Triggered tasks¶

Use triggered tasks to run tasks whenever there’s a change in a stream. This eliminates the need to poll a source frequently when the availability of new data is unpredictable. It also reduces latency because data is processed immediately.

Triggered tasks don’t use compute resources until the event is triggered.

Considerations¶

For streams hosted on directory tables, the directory table needs to be refreshed before a triggered task can detect the changes. To detect changes, you can do either of the following:
- Set the directory table to auto-refresh.
- Refresh the directory table manually using the ALTER STAGE name REFRESH command.
Streams on external tables and hybrid tables are not supported.
For consumers to create streams on shared tables or secure views, the data provider must enable change tracking on the tables and views that are intended for sharing in their account (that is, ALTER VIEW <view_name> SET CHANGE_TRACKING = TRUE;).
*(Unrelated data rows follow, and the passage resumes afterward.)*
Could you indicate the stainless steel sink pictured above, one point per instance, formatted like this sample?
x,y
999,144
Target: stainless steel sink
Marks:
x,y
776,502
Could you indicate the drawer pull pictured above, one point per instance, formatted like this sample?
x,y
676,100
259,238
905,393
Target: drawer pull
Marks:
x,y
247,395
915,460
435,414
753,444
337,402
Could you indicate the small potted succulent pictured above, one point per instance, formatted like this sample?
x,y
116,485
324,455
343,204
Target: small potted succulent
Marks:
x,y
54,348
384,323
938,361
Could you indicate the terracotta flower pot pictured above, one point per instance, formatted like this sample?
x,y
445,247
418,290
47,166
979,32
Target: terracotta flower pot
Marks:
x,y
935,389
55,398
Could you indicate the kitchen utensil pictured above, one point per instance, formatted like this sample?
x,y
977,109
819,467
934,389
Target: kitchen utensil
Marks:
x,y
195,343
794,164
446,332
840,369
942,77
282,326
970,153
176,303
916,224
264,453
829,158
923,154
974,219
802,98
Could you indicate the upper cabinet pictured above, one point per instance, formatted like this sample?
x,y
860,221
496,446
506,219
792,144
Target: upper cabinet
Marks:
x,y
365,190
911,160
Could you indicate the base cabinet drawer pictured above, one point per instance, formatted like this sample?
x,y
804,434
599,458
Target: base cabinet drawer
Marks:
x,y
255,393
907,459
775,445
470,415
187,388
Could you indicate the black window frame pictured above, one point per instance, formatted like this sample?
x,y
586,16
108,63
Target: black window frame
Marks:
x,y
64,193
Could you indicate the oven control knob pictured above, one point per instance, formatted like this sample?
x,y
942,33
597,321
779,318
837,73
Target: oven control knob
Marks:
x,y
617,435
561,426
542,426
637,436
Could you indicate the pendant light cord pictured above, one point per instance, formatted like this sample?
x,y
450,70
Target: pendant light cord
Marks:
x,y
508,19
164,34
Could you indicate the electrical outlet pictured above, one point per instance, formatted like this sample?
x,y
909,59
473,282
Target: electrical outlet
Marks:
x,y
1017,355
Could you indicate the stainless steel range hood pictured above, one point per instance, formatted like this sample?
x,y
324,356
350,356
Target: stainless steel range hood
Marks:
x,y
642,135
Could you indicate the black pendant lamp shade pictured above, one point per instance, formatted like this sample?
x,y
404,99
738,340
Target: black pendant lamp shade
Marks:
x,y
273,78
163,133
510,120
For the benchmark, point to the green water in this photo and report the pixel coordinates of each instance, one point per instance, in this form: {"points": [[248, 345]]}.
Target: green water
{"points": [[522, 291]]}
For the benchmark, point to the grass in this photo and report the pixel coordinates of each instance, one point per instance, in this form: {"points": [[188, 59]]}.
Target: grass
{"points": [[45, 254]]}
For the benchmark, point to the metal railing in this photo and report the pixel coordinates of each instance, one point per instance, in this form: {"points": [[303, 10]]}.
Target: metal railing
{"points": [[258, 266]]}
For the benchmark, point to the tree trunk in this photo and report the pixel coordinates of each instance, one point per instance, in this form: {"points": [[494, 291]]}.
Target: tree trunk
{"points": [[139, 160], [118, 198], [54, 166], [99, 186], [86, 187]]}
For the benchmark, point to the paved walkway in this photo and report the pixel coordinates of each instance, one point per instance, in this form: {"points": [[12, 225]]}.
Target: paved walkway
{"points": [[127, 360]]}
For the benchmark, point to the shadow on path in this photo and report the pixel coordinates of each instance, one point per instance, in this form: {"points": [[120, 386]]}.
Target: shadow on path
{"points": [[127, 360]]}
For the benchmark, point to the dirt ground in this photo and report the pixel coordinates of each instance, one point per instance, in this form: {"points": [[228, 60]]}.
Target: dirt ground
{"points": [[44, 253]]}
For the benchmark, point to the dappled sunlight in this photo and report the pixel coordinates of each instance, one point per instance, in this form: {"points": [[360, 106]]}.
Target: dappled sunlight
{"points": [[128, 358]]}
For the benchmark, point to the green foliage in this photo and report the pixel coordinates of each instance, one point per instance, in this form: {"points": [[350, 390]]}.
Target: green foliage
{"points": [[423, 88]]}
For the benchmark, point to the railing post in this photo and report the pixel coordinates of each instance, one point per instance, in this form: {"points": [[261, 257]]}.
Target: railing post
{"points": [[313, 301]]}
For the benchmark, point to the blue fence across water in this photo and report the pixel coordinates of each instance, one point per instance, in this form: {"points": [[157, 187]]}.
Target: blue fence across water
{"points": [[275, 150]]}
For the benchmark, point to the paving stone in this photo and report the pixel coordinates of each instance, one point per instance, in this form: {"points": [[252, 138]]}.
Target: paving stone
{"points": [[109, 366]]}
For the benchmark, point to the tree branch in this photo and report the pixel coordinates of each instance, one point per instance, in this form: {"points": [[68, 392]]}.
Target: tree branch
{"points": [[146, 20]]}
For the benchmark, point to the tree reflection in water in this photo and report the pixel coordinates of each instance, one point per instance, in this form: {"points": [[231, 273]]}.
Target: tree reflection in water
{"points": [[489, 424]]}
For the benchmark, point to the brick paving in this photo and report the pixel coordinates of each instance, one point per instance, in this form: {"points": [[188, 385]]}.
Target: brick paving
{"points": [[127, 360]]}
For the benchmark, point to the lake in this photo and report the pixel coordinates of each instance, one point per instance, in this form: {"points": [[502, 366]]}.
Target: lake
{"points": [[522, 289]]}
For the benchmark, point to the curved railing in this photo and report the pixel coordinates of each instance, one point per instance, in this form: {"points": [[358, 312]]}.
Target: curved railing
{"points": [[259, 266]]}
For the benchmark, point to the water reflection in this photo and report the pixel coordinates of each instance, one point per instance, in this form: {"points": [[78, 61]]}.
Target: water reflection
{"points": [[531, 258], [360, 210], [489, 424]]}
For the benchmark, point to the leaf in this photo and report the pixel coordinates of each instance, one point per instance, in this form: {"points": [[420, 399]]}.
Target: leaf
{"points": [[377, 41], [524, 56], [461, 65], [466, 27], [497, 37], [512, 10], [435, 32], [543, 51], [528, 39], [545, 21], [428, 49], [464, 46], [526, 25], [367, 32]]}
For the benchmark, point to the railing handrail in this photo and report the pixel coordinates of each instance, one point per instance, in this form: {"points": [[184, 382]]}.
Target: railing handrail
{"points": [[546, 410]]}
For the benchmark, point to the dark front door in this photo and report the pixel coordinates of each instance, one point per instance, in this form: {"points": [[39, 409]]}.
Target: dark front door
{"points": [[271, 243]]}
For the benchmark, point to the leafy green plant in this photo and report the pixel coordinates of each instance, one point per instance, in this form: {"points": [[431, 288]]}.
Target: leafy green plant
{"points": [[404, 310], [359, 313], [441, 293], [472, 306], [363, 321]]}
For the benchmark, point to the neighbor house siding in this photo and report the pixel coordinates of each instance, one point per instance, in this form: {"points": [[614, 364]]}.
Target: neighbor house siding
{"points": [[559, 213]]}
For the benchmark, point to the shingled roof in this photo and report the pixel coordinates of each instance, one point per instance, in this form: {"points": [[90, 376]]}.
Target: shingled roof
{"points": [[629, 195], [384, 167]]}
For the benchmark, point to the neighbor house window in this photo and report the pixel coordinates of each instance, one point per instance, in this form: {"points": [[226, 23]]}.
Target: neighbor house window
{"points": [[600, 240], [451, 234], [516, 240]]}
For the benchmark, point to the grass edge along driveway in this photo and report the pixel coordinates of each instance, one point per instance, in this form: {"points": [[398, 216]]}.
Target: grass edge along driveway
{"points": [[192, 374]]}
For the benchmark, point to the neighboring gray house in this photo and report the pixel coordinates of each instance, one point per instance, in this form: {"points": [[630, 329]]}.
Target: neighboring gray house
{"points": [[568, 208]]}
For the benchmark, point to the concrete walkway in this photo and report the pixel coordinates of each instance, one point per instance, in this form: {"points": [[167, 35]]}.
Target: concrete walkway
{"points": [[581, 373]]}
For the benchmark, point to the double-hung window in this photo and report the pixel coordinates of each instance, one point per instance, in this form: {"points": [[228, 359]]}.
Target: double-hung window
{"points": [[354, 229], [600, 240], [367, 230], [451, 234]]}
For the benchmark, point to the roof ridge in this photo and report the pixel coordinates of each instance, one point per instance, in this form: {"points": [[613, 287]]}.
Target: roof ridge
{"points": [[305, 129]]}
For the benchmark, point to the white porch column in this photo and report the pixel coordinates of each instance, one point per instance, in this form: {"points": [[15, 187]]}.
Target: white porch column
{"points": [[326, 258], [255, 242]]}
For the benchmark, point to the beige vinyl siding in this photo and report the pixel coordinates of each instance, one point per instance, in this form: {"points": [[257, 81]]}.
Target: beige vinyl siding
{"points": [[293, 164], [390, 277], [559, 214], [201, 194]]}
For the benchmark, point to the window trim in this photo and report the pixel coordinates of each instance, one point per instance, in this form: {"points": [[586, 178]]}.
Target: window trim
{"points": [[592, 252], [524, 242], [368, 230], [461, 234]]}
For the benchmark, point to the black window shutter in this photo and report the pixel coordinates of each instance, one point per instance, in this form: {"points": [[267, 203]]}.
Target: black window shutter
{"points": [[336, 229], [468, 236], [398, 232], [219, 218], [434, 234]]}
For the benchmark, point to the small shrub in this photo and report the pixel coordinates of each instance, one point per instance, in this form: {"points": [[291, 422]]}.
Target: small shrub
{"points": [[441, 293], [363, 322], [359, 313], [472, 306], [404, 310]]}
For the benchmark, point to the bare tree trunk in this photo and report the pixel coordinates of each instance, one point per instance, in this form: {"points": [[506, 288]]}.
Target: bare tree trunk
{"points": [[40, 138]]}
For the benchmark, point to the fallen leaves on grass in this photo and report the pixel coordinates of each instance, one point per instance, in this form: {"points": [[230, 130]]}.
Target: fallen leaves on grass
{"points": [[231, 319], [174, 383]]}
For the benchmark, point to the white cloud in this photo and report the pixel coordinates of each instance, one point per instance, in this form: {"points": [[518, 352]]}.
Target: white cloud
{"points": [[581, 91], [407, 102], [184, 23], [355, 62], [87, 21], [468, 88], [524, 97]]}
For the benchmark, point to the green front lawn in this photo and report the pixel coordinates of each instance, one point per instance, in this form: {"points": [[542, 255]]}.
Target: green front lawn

Without change tracking enabled, consumers can’t create streams on the shared data. For more information, see Streams on shared objects.

Create a triggered task¶

Use CREATE TASK, and set the following parameters:

Define the target stream using the WHEN clause. (Do not include the SCHEDULE parameter.)

When working with multiple data streams, you can use conditional parameters: WHEN ... AND and WHEN ... OR.
Additional requirements based on compute resources:
- To create a serverless task, you must include the TARGET_COMPLETION_INTERVAL parameter. Do not include the WAREHOUSE parameter. Snowflake estimates the resources needed using the target completion interval, and adjusts to complete the task in this time.
- To create a task that runs on a user-managed warehouse, include the WAREHOUSE parameter and define the warehouse.

Migrate an existing task from a scheduled task to a triggered task¶

Suspend the task.
Unset the SCHEDULE parameter, and add the WHEN clause to define the target stream.
Resume the task.

ALTER TASK task SUSPEND;
ALTER TASK task UNSET SCHEDULE;
ALTER TASK task SET WHEN SYSTEM$STREAM_HAS_DATA('my_return_stream');
ALTER TASK task RESUME;

Copy

Migrate an existing user-managed triggered task to a serverless triggered task¶

Suspend the task.
Remove the WAREHOUSE parameter, and set the TARGET_COMPLETION_INTERVAL parameter.
Resume the task.

ALTER TASK task SUSPEND;
ALTER TASK task UNSET WAREHOUSE;
ALTER TASK task RESUME;

Copy

For more information, see serverless tasks.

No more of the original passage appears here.